/covid19Dataset

Dataset with covid19 thoracic x-ray images for Algoritmi Avanzati course project 2020

covid19Dataset

This repository contains the dataset for Unitn Algoritmi Avanzati 2020 project. The code is in this Google Colab Notebook.

Report

The file report.pdf contains the report of the project.

Dataset

Data: we have ~6000 thoracic x-ray images, each one has a 256x256 pixels resolution. These images have been obtained on people affected by one of the three illnesses or people without any illness. As usually done when developing such an algorithm, we need to make some considerations:

  1. Subdivision of the data into splits: as said before, we have ~6000 images at our disposal. Despite this fact, we cannot use them all just to develop our algorithm, but we need to reserve a part of them in order to test the algorithm performances. For this reason, we will divide the ~6000 images into three splits: train, validation and test. The train and validation splits will be given with their corresponding ground truth, meaning that for each thoracic x-ray image we will also know its label. On the other hand, for the test split, only the images will be given. The train and validation splits will be the two splits that you can use to develop and improve the algorithm, while the test split will be used in order to verify the performances of the algorithm on data on which the algorithm has not been trained on and has never seen before.

    This table shows statistics about the three splits.

    Split / Class Normal Bacterial Viral COVID-19 Total
    train 951 1664 909 45 3569
    validation 313 553 303 20 1189
    test 319 569 292 11 1191
    total 1583 2786 1504 76 5949

    Given the ~6000 images, we consider ~60% for train, ~20% for validation and the remaining ~20% for test.

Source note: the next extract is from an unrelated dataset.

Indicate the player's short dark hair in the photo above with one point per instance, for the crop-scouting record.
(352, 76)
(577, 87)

  2. Number of images for each class: as you can see from the table above, the number of images for each class is fairly different. In particular, the number of COVID-19 images is very limited. This is a very common issue which is usually found in many datasets, also known as class imbalance. In order to obtain the best results, it will be very important to take this class imbalance into account.

  3. Additional data: in order not to limit the choice of the algorithm to use, we will provide you with some additional data. On top of the images, we will also provide a set of features which have been extracted and will be potentially meaningful in order to solve the task.

Plots

Plots folder contains plots about the results of training/evaluating the classifiers I used.

Log.txt

log.txt file contains logs about the training/evaluation of the classifiers I used.